Both chambers of the Texas legislature have approved a bill that would introduce tax incentives for large one-tenant data center projects in the state, passing the buck to governor Rick Perry. The bill will become law if and when the governor signs it.
A tax break has been an effective tool for state and local governments to attract large data center construction projects. Usually built in rural areas, they are generally viewed as a good way to uplift local economies and project a future-oriented image.
Large technology companies that build and operate their own data centers have been rapidly building out data center capacity all over the country within the past several years, and states have been competing for their business. Some of the biggest examples include Apple's new data center in Maiden, North Carolina, Google's data center expansion in Des Moines, Iowa, Facebook's data centers in Prineville, Oregon, and Forest City, North Carolina.
If signed into law, the new rules will provide temporary sales and use tax exemptions for new data centers in buildings of 100,000 sq ft or larger, built or adapted specifically for this use. To qualify, a data center has to create at least 20 permanent jobs in the county where it is located, and its owner or operator has to commit to investing at least US$200m in the project over the next five years
Indicating that the legislation's goal is to attract large marquee data center operators, such as Facebook or Google, it specifies that only single-tenant data centers qualify for the tax break.
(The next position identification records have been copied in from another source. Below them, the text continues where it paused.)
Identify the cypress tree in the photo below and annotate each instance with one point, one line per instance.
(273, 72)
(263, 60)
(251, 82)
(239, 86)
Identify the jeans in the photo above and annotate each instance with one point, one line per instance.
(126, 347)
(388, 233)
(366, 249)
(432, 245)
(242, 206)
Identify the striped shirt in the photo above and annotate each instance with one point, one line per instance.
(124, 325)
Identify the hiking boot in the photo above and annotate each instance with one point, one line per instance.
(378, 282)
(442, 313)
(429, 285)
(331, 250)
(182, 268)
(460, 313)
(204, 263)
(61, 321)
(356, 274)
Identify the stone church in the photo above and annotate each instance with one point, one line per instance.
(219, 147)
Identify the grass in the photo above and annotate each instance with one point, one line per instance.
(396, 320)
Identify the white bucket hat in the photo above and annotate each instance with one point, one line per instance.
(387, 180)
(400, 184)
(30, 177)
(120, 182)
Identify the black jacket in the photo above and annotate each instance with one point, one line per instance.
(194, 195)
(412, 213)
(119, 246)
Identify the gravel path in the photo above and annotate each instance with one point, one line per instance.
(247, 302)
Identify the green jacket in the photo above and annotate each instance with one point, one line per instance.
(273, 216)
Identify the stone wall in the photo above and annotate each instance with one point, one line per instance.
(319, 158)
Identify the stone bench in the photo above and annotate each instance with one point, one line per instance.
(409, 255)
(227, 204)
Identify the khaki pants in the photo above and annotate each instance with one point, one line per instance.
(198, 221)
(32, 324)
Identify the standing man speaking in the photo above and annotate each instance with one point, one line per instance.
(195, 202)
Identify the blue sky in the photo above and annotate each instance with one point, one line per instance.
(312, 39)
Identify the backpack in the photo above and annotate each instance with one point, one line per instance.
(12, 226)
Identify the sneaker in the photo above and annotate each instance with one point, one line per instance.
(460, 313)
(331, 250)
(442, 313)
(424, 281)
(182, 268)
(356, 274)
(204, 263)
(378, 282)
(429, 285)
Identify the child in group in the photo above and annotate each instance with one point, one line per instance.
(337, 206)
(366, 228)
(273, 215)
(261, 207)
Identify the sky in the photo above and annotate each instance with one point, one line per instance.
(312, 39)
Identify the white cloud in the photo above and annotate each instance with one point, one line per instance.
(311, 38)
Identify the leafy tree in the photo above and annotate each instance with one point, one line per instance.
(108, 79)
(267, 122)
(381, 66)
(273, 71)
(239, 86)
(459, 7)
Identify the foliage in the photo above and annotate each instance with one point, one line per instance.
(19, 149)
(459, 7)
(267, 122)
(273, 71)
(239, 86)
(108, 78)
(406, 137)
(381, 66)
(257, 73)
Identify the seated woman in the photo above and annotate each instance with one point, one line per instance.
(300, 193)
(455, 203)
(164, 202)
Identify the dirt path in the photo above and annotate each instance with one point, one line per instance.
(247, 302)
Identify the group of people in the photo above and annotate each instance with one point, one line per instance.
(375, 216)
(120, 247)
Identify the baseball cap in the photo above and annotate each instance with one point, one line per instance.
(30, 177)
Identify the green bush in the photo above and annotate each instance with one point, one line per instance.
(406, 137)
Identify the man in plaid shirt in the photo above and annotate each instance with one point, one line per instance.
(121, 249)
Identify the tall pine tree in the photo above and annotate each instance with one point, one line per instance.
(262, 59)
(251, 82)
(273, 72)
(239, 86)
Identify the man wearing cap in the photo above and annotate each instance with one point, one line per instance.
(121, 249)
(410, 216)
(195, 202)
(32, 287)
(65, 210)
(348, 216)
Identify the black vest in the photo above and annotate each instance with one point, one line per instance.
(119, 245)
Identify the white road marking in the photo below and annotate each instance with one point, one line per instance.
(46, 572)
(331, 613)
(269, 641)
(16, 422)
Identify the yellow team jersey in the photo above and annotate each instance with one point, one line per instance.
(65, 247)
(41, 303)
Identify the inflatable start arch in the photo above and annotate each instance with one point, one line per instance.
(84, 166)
That tenant cannot be a telecommunications services provider.
The tax exemption is for purchases of electricity, gas, IT, mechanical and electrical gear, as well as software required to operate it.
The state's Legislative Budget Board estimated that the exemption would cost Texas about $14.6m in lost tax revenue between now and August 2015.
Some real-estate companies with property to sell have been lobbying Texas lawmakers with the goal of introducing tax incentives for some time. Capstar Real Estate Advisors, for example, owns a large “shell” building it is marketing for data center us at 3000 Skyline Rd. in Dallas.
Brad Enloe, a principal at Capstar, told us in December that he and a group of colleagues were working to persuade Texas legislators that the state was loosing out on big data center projects because other states offered more favorable tax conditions.
Enloe's colleague John Patterson said at least three major data center projects were going to be announced within the next four years. “We know specifically there is a large user who was not considering Texas, but they heard about the bill, and they're now considering Texas on their shortlist,” he told FOCUS in an interview in December, referring to the tax legislation.